Sarah probably made her own Black Forest. Helen could imagine her piping on the cream, dotting the swirls with plump black cherries. More on her mind these days than cakes, according to her last letter.
I’m still
terribly anxious, even though I’m past the three-month danger period. The doctor keeps reassuring me, and Neil is over the moon, and convinced that this time everything will be all right. We’ve told the adoption agency to take us off the waiting list – it didn’t seem right to stay on it, just in case things didn’t work out.
We’ve said nothing to Martha yet – anyway, she’s too young for it to mean much.
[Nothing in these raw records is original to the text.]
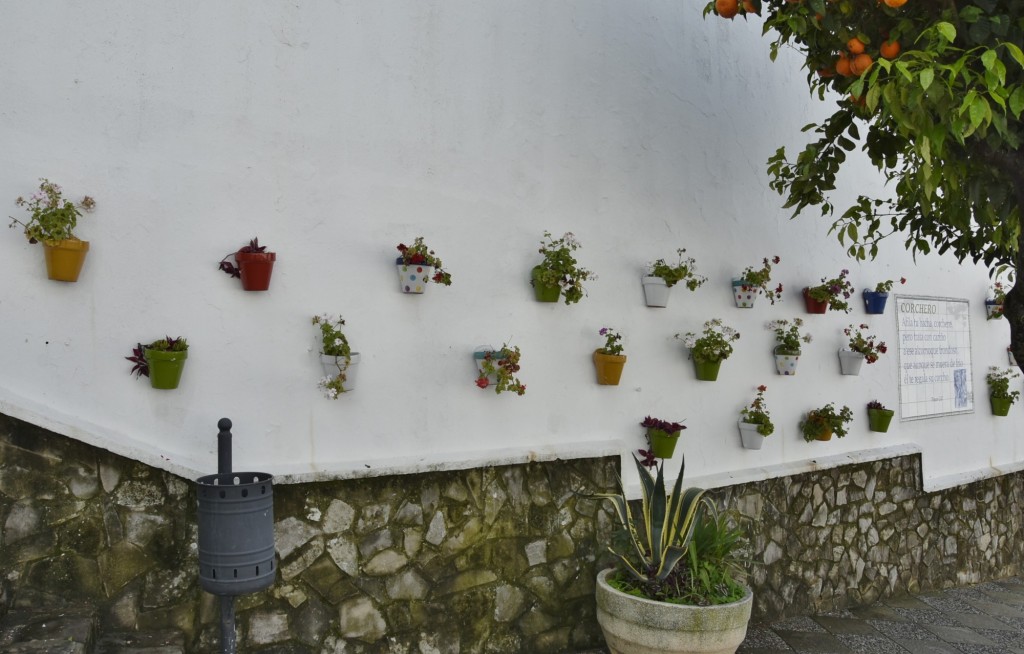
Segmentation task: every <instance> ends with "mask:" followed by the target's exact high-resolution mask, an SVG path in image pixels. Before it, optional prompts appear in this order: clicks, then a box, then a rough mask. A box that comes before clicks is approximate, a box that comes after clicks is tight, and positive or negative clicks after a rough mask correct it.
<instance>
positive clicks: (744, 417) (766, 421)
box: [739, 384, 775, 436]
mask: <svg viewBox="0 0 1024 654" xmlns="http://www.w3.org/2000/svg"><path fill="white" fill-rule="evenodd" d="M767 390H768V387H767V386H765V385H764V384H762V385H761V386H759V387H758V395H757V397H755V398H754V401H753V402H751V405H750V406H744V407H743V408H741V409H739V416H740V417H741V418H742V420H743V422H744V423H751V424H753V425H757V426H758V433H759V434H761V435H762V436H770V435H771V433H772V432H774V431H775V425H774V424H772V422H771V416H770V415H769V413H768V405H767V404H766V403H765V391H767Z"/></svg>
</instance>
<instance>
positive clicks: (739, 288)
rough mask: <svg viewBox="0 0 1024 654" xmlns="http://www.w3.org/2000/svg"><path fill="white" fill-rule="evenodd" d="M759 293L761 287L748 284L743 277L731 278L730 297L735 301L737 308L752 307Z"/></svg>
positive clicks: (752, 308)
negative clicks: (741, 277)
mask: <svg viewBox="0 0 1024 654" xmlns="http://www.w3.org/2000/svg"><path fill="white" fill-rule="evenodd" d="M759 293H761V289H759V288H757V287H752V286H750V285H749V284H746V280H745V279H739V278H733V280H732V299H733V300H735V301H736V307H737V308H740V309H753V308H754V301H755V300H757V299H758V294H759Z"/></svg>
Christine is convinced I’m having a girl. She just has a feeling! I couldn’t care less what I have … Please keep your fingers tightly crossed for us. A first baby at thirty-seven, with my history – I’m trying to relax and enjoy being pregnant, and I
am
happy, of course, I’m so terribly happy that it might be happening at last, but I’m also very frightened. I’m due mid-December, and I know I won’t relax till I hold him or her in my arms.